The Proposition 38 campaign, financed by wealthy civil rights attorney Molly Munger, plans to replace the commercial with one that promotes the benefits of its own proposal, spokesman Nathan Ballard said Monday.
The negative ad began airing last week in response to the governor's campaign commercials, some of which mislead voters by saying Sacramento politicians could not touch the money Brown's initiative would raise.
Brown crafted his initiative, Proposition 30, with support from Democratic legislative leaders.

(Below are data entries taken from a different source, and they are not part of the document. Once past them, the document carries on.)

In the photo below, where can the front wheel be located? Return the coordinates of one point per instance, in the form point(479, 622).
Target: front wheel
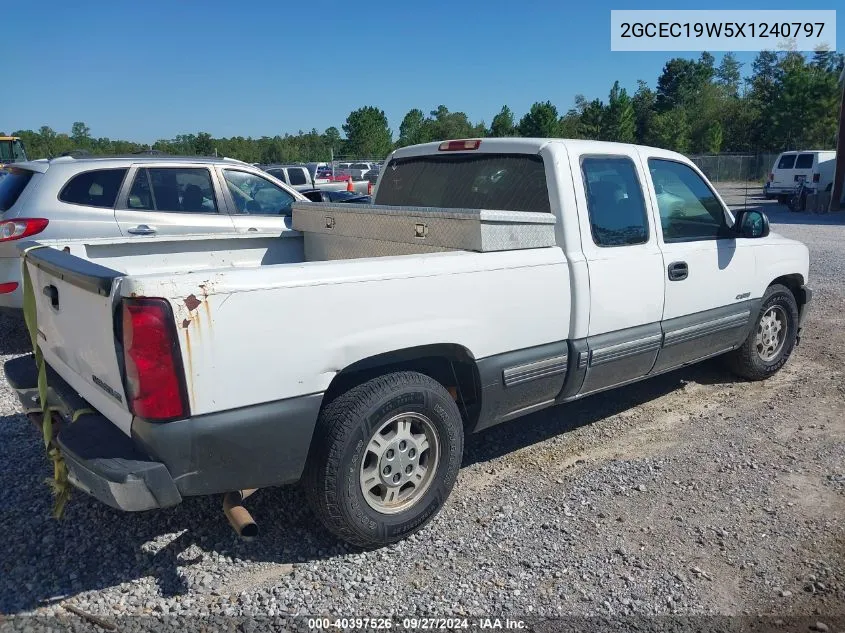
point(385, 457)
point(771, 339)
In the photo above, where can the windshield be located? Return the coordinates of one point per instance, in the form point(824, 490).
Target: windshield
point(508, 182)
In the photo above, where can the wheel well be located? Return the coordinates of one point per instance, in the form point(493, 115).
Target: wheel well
point(453, 366)
point(795, 283)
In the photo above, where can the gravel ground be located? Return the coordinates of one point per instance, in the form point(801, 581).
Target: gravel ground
point(689, 494)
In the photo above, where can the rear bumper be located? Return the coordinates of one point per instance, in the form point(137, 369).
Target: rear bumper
point(253, 447)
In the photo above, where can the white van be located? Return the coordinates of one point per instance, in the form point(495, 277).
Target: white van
point(812, 166)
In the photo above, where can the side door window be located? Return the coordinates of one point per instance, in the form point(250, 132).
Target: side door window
point(258, 204)
point(625, 268)
point(689, 209)
point(708, 273)
point(614, 201)
point(172, 200)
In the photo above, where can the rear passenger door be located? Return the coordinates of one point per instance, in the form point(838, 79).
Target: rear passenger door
point(625, 268)
point(172, 200)
point(707, 271)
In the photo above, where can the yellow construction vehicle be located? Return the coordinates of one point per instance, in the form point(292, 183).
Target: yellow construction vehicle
point(11, 150)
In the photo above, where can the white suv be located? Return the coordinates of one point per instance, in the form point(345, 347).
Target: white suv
point(94, 197)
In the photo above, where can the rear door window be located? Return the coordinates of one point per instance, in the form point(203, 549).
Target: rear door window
point(173, 189)
point(614, 201)
point(12, 183)
point(296, 177)
point(96, 188)
point(804, 161)
point(787, 161)
point(508, 182)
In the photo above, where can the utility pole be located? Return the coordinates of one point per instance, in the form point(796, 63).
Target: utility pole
point(839, 176)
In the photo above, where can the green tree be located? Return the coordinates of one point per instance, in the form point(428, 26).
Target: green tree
point(670, 130)
point(503, 123)
point(204, 144)
point(541, 121)
point(728, 74)
point(80, 133)
point(368, 133)
point(413, 129)
point(643, 103)
point(619, 122)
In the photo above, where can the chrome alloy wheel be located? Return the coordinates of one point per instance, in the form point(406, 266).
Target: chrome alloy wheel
point(399, 463)
point(771, 333)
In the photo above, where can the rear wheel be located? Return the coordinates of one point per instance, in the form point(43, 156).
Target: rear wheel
point(385, 457)
point(771, 339)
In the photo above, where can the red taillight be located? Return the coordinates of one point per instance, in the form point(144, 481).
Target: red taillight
point(154, 384)
point(456, 146)
point(22, 227)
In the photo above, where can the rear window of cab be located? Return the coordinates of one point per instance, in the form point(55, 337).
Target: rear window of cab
point(506, 182)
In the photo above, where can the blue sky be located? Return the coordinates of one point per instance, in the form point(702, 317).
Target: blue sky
point(148, 70)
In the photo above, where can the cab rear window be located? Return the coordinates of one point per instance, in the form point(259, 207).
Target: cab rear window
point(507, 182)
point(804, 161)
point(12, 183)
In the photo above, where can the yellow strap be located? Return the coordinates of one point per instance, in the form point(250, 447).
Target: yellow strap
point(59, 483)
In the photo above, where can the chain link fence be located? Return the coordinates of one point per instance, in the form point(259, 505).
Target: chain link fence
point(735, 167)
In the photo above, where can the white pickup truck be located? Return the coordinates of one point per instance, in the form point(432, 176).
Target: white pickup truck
point(201, 365)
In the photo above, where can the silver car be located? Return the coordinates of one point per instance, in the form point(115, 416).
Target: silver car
point(95, 197)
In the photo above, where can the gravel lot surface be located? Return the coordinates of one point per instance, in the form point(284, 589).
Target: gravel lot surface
point(691, 493)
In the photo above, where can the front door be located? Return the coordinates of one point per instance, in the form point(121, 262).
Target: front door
point(625, 268)
point(177, 200)
point(707, 272)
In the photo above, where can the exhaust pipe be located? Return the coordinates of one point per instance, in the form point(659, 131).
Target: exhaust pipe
point(239, 517)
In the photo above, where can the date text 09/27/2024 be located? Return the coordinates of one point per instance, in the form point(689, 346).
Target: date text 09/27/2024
point(416, 623)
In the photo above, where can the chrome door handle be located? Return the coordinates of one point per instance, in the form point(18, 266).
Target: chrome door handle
point(143, 229)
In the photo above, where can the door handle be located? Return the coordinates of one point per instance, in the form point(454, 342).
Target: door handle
point(678, 271)
point(143, 229)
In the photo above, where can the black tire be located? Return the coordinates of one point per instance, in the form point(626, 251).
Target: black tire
point(746, 361)
point(345, 427)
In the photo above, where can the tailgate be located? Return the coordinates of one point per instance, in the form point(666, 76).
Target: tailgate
point(75, 301)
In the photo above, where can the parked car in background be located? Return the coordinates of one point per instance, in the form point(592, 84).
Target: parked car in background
point(327, 195)
point(132, 196)
point(814, 167)
point(299, 178)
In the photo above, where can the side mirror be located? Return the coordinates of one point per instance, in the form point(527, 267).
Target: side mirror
point(751, 223)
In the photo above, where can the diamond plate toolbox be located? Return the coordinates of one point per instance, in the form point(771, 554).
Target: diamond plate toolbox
point(349, 230)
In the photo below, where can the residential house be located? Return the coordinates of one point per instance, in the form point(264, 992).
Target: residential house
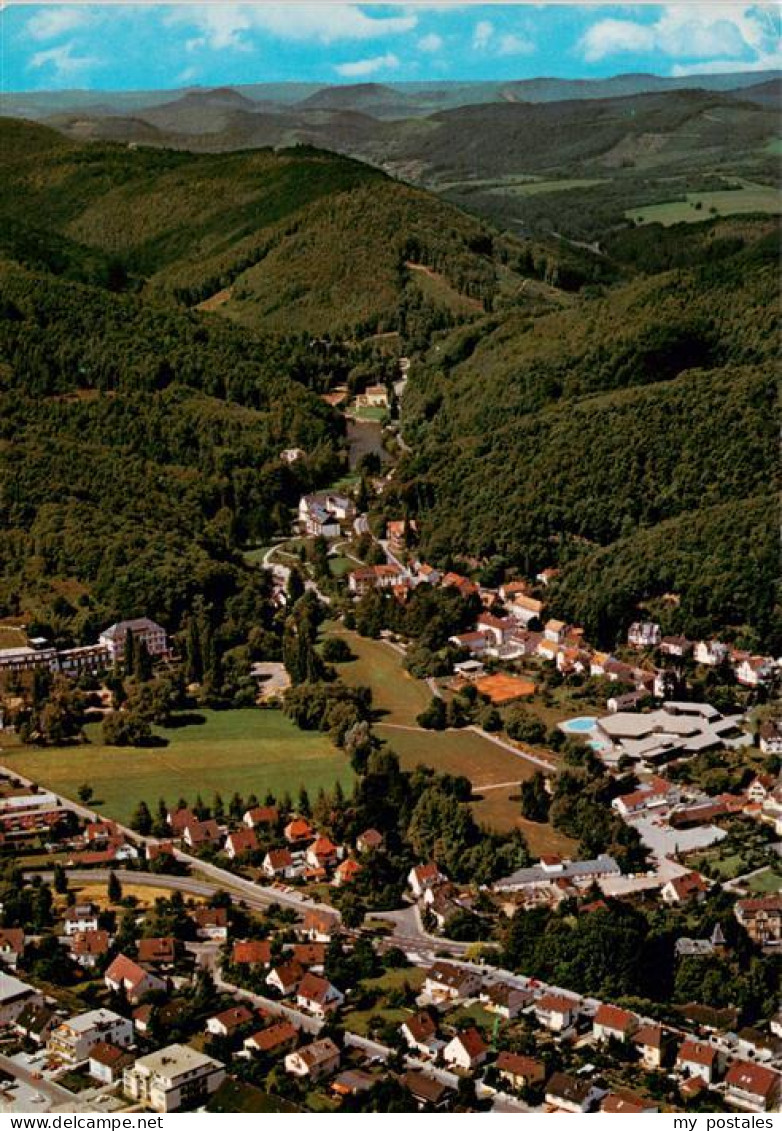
point(771, 737)
point(505, 1000)
point(525, 609)
point(11, 946)
point(466, 1051)
point(82, 917)
point(570, 1094)
point(285, 977)
point(649, 1041)
point(229, 1021)
point(684, 888)
point(212, 923)
point(427, 1090)
point(644, 635)
point(321, 853)
point(753, 1087)
point(424, 877)
point(142, 629)
point(520, 1071)
point(74, 1039)
point(298, 831)
point(317, 995)
point(319, 926)
point(88, 947)
point(278, 862)
point(126, 976)
point(446, 982)
point(676, 646)
point(314, 1061)
point(556, 1011)
point(240, 843)
point(345, 872)
point(697, 1059)
point(251, 952)
point(108, 1062)
point(277, 1036)
point(369, 840)
point(626, 1103)
point(420, 1034)
point(160, 951)
point(762, 918)
point(199, 834)
point(261, 816)
point(173, 1078)
point(711, 653)
point(611, 1022)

If voters approve, it would free up billions of dollars from the state general fund that they could dole out for a variety of state programs.
Brown's initiative would increase the state sales tax by a quarter cent and boost income taxes for people who make more than $250,000 a year to prevent $6 billion in cuts to schools and colleges.
The state PTA, which supports Proposition 38, last week called on both campaigns to immediately stop airing the ads in question and to cease personal attacks.
Ballard said Munger's campaign had made its point and was moving on.
"We value the input of our allies and partners," he said. "But you know, at the end of the day, this is the Yes on 38 campaign, not the No on 30 campaign."
The new commercial for the Munger initiative retains its claim that Sacramento can't touch the $10 billion a year it would raise because the additional tax revenue would be sent directly to school districts.
A spokesman for Brown's Proposition 30, Dan Newman, said the governor's campaign has no plans to pull its current commercials and would continue its "purely positive campaign."
Last week, the campaign criticized Munger and her brother, Charles Munger Jr., as "billionaire bullies" out to destroy California's schools. Charles Munger Jr. has given millions of dollars to a committee that opposes Proposition 30 and supports another measure to stifle fundraising by unions.
Brown's campaign also announced that he would appear Tuesday at a rally for his initiative at the University of California, Los Angeles. It will be his first public campaign appearance for Proposition 30 since August, despite saying its passage was his top priority this year.
Although vote-by-mail ballots were sent out last week, Brown told the San Francisco Chronicle that he has been busy raising money and felt it was too soon to begin campaigning.
"It's definitely a very close and challenging race, and I'm going to spend the next three weeks doing everything I can to make sure we put it over the finish line," he told the newspaper.